Yusuf Ahmed [EMAIL PROTECTED] wrote on 17/05/2006 04:28:36 PM: Hi Guys, Couldn't find a thread like this hence this new one. Just wondering what strategy people are using when it comes to dealing with email that gets enough points to be considered as spam. Eg. being deleted and quarantined, or delivered and quarantined etc. I'm using store and deliver - is that the general concept out there with everyone? Regards, Yusuf. As a business we take copies of all emails received by the mail gateway. Messages determined to be Spam are not delivered to the end user. Using MimeDefang, the message is pulled apart and all of the bits that we find important are logged to a database so that we can use our web applications for inquiry and recovery of false positives etc.
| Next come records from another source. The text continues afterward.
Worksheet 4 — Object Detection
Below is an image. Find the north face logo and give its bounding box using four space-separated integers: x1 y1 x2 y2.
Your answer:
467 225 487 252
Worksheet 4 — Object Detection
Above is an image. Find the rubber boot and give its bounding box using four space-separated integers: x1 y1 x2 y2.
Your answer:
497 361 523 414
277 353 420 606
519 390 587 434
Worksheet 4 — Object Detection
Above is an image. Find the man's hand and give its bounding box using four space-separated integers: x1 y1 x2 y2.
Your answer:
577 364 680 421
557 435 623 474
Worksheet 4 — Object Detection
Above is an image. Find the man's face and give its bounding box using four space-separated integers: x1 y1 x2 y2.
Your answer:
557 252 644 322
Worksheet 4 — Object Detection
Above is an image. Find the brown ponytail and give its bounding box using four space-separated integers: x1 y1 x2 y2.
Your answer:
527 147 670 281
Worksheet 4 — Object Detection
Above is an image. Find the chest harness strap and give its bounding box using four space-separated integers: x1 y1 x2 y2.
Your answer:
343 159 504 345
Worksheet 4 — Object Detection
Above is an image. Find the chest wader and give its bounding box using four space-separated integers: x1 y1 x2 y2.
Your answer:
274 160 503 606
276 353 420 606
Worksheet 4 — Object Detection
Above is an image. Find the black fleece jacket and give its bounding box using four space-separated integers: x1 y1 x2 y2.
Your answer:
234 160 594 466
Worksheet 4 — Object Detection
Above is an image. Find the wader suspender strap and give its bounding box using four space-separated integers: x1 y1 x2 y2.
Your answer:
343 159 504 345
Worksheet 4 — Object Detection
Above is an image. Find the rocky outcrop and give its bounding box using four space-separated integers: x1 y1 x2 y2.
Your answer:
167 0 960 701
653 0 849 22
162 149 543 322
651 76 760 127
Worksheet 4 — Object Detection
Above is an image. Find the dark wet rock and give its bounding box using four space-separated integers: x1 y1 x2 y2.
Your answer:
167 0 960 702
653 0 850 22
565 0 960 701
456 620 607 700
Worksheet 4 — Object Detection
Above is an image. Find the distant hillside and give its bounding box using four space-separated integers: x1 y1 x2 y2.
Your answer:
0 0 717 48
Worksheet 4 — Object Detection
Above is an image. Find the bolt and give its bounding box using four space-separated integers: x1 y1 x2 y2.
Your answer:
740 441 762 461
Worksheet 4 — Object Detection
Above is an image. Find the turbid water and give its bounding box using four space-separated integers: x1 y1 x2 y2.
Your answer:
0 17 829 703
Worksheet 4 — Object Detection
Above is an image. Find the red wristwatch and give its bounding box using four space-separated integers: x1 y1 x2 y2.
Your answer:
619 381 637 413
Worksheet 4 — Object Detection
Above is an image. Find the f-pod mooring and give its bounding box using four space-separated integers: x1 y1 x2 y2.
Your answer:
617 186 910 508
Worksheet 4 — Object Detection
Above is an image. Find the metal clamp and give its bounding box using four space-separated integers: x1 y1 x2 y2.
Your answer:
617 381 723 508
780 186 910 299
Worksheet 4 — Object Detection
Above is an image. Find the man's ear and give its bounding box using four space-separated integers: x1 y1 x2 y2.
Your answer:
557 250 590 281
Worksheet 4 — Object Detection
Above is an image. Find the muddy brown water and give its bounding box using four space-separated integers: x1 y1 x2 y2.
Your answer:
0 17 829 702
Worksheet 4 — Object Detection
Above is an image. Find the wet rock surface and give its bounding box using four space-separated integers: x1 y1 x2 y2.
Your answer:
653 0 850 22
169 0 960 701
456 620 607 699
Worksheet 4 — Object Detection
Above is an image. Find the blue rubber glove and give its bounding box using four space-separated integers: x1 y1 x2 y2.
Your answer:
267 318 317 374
Other web applications have been written for administration purposes and to track down emails when there is a complaint or query. So by default we keep everything and provide mechanisms for our staff to recover an email if required. The ability to customise SpamAssassin and Mimedefang has been invaluable for us. Cheers, Aaron
Re: Delete spam or move to a folder?
Couldn't find a thread like this hence this new one. Just wondering what strategy people are using when it comes to dealing with email that gets enough points to be considered as spam. Eg. being deleted and quarantined, or delivered and quarantined etc. In trying to find the a good combination between convenience and also not missing any FPs, we came up with this: - Messages with scores over 20 are thrown away before even reaching the user. - Messages above the threshold but below 20 are filtered into a spam folder. - On a daily basis (or weekly, the user can choose), a script goes through the spam folder and summarizes all messages there that arrived since the last summary. It puts them all into one message, it lists the FROM and SUBJECTs and sends it to the user. That way the user can see everything that was filtered out in one single compact list. They are sorted by score, lowest first, thus any FP would be right near the top. - The same script also automatically deletes messages that have been there for over X (user determined) days. This keeps it from growing out of control if a user never does anything, but it also gives the user a chance to retrieve an FP if necessary. - Included in the summary, with each message listing, are also two magic links: whitelist [EMAIL PROTECTED] and redeliver. The whitelist link does the obvious. The redeliver link fetches that message out of the spam box and puts it into the inbox. (the links have special MD5 tokens built out of the relevant message parts, which only the target cgi can decipher, thus preventing any possible abuse.) Combining the auto-summary, auto-purge, and redeliver links means that users never have to deal with their spam folder directly if they don't want to.